Yeah, unless there's a real hazard to getting userspace involved (like
above) then I see no issue in letting the VMM have at it.

> The 'features' calls are going to be a headache, especially when the features call in one
> range gives results about calls in a different range. (e.g. you query PSCI_FEATURES to
> find if SMCCC_VERSION is supported). I'm working on a reference implementation for kvmtool
> to show we don't regress any of the existing SMC-CC supoprt.

Goodness, thanks for taking a stab at the userspace angle of this.

I've been mulling on this issue for a while. I originally wanted the
UAPI to consume the whole set of subranges described in the filter at
once to impose some degree of validation, but I worry that'll become
unnecessarily complex (so I will definitely get it wrong).

Short of a better solution for the problem I'm fine saying it is
entirely a userspace problem to present a sensible feature set. No
matter what we do the problem of incorrectly advertising to the guest
will exist with user hypercalls, possibly in a range KVM doesn't
know/care about.

> 
> >    I plan on using the invariant of the maple tree to reject filters
> >    that intersect with a reserved range.
> > 
> >  - Should exits for SMC calls have the PC pre-incremented to align with
> >    HVC? Go read the comment in handle_smc() if you aren't following.
> > 
> >    I think the answer is 'yes', but opinions welcome as always :)
> 
> I don't think there is a compelling argument either way. But please document whether
> user-space must increment the PC, or must not!

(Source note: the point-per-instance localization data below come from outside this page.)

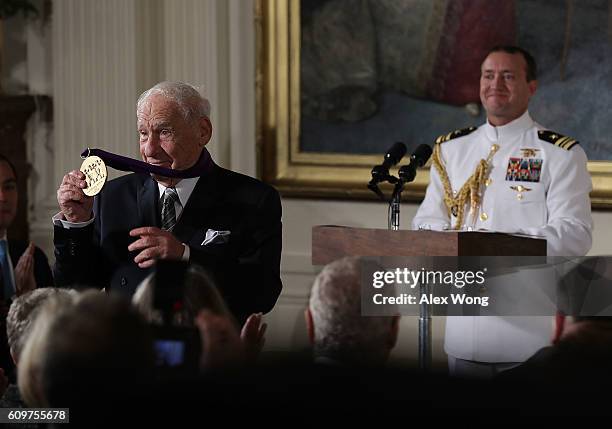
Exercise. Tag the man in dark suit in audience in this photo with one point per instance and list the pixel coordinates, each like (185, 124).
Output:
(224, 221)
(23, 266)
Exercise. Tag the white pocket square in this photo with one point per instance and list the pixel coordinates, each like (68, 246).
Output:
(215, 237)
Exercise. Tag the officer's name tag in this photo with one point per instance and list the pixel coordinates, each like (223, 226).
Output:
(95, 173)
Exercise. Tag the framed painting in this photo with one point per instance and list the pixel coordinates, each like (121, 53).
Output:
(340, 81)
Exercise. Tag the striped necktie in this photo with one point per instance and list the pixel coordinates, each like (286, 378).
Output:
(9, 289)
(168, 211)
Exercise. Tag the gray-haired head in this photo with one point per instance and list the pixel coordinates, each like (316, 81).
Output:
(200, 293)
(190, 100)
(341, 333)
(23, 312)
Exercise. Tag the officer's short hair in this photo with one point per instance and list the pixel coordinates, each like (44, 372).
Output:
(532, 68)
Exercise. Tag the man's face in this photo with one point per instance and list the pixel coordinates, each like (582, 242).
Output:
(504, 90)
(8, 196)
(168, 139)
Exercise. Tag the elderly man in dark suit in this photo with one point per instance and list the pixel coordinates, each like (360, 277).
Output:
(224, 221)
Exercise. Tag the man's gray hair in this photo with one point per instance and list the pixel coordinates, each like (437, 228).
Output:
(341, 332)
(23, 312)
(190, 100)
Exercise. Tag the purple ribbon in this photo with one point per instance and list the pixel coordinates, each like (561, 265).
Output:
(124, 163)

I'm going forward with pre-increment, both for consistency with HVCs and
avoiding additional ioctls to manually increment PC from userspace.
Documentation to boot!

> >  - This series unifies the SMCCC space for HVCs and SMCs but this
> >    requires a lot more thought. Otherwise, we can add support for two
> >    separate namespaces.
> 
> I checked with ATG, they think the function IDs are one space, and have no intention of
> having different APIs for the same function-id behind HVC/SMC.
> 
> They pointed to 'SMCCC issue E, appendix D' which says hypervisors are expected to trap
> SMC, both conduits go to the same 'managing EL'.

Excellent, thank you for getting clarification on that. What I'm also
reading here is that KVM is indeed wrong in its unwillingness to handle
SMCCC calls from EL1 :)

> 
> >  - Testing! I only got as far as compiling this on my machine. At
> >    minimum a decent selftest is requried considering the UAPI here is
> >    rather involved.
> 
> I've got PSCI support in kvmtool, (including cpu-suspend), I intend to try and test as
> much of SMC-CC as I can.

Thanks, that is tremendously helpful. Bonus points if userspace PSCI
handling is enabled unconditionally and not just for hotplug :)